É uma sinuca de bico. Esse Brasil que quer Bolsonaro fora do Palácio do Planalto, com ou sem a Paulista lotada, não admite um dos mandamentos mais elementares da democracia: para tirar o presidente que você condena, é preciso derrotar sua candidatura na primeira eleição disponível, caso ele seja candidato, e esperar até o último dia do seu mandato para colocar um outro no lugar. Se ele não for candidato, vai ser indispensável, da mesma forma, aguardar o dia 1º. de janeiro de 2023 – antes disso, e fora um dificílimo processo de impeachment, não há o que se possa fazer, a não ser virando a mesa. Eis aí a questão real: virar ou não virar a mesa. O clima entre os exércitos anti-Bolsonaro, no momento, é cada vez mais agressivo. A frase mais repetida, ali, é a seguinte: “Não dá para esperar a eleição”. É muito usada, também, a sua irmã-gêmea: “O país não aguenta até lá”. Se não querem que o homem fique até o fim do seu mandato legal, imagine-se, então, o pesadelo que estão tendo com a possibilidade de um segundo mandato de quatro anos; seria, na sua maneira de ver o Brasil, pura e simplesmente intolerável. Sendo assim, “não pode” acontecer.

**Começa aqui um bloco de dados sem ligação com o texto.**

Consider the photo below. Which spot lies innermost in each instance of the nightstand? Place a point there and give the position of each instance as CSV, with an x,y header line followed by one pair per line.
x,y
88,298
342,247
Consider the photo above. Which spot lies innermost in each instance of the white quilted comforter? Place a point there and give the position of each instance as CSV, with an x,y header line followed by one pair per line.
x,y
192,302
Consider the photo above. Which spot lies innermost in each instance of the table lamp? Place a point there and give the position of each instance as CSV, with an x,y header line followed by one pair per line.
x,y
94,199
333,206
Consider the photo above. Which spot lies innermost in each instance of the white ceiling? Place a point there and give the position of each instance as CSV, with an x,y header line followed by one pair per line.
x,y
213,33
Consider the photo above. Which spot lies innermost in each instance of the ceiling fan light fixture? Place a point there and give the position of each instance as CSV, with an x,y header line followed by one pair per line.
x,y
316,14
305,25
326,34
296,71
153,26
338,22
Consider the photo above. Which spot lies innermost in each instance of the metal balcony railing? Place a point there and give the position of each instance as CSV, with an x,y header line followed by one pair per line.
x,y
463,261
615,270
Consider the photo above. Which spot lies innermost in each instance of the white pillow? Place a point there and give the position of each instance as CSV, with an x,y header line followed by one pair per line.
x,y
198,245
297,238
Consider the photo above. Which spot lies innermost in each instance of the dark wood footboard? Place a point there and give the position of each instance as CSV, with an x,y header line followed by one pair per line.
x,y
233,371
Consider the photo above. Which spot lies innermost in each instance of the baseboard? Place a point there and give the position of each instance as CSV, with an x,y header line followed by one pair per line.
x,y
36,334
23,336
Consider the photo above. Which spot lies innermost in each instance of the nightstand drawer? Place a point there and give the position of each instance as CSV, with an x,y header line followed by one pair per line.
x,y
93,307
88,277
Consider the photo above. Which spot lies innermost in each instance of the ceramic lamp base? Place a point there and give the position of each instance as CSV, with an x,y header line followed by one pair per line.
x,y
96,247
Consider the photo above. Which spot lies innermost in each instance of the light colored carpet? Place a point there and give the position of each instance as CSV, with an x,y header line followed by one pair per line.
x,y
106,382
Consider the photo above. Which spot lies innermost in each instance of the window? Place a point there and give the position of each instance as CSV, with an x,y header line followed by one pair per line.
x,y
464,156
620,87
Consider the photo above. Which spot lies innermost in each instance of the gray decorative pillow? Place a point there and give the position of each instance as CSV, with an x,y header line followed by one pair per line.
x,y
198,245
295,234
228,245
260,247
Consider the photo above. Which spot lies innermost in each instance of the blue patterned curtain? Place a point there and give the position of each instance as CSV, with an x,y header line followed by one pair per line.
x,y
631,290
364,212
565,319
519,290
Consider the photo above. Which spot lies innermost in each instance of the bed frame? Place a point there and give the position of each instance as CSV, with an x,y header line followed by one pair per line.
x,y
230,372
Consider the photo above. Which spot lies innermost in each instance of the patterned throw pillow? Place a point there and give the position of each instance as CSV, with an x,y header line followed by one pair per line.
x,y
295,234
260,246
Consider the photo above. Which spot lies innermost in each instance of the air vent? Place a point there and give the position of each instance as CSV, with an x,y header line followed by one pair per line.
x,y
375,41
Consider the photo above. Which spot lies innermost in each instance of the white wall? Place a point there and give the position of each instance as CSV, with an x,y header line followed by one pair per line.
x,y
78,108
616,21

Nunca ocorre a nenhum deles que “a coisa” a fazer é seguir a Constituição
Conclusão, entre as lideranças do Brasil que manda e os seus fiéis: não é possível correr o risco de que Bolsonaro ganhe as eleições de 2022. Como se resolve um embrulho desses? A maneira mais direta, eficiente e garantida é dar um jeito, qualquer jeito, de não deixar que o presidente seja candidato. É esse o começo, o meio e o fim do problema que existe na base de toda a agitação política de hoje. A eleição presidencial não pode ser suspensa por uma liminar do STF, nem por um embargo-de-qualquer-coisa apresentado pelo PT-Psol-etc. – ou, pelo menos, ninguém está propondo algo assim até agora. Nesse caso, é simples: se tem eleição, não pode ter Bolsonaro. É o que se diz todos os dias, hoje, na confederação nacional antibolsonarista. Não com essas palavras, é claro – afinal, o catecismo mais repetido ali dentro, e dali para fora, é que a democracia está acima de tudo. Mas para haver democracia no Brasil é indispensável eliminar o presidente que foi eleito, dizem eles. A democracia tem de estar acima da democracia, entende? Se não entendeu, tente o seguinte: a democracia é tão importante, mas tão importante, que em certas horas é preciso ignorar as regras democráticas para garantir a sua sobrevivência. Afinal, não se pode fazer uma omelete sem quebrar os ovos, não é mesmo? Não se pode levar tudo a ferro e fogo, na letra exata da lei, não é mesmo? Etc. etc. etc. O pensamento é esse, e nenhum outro.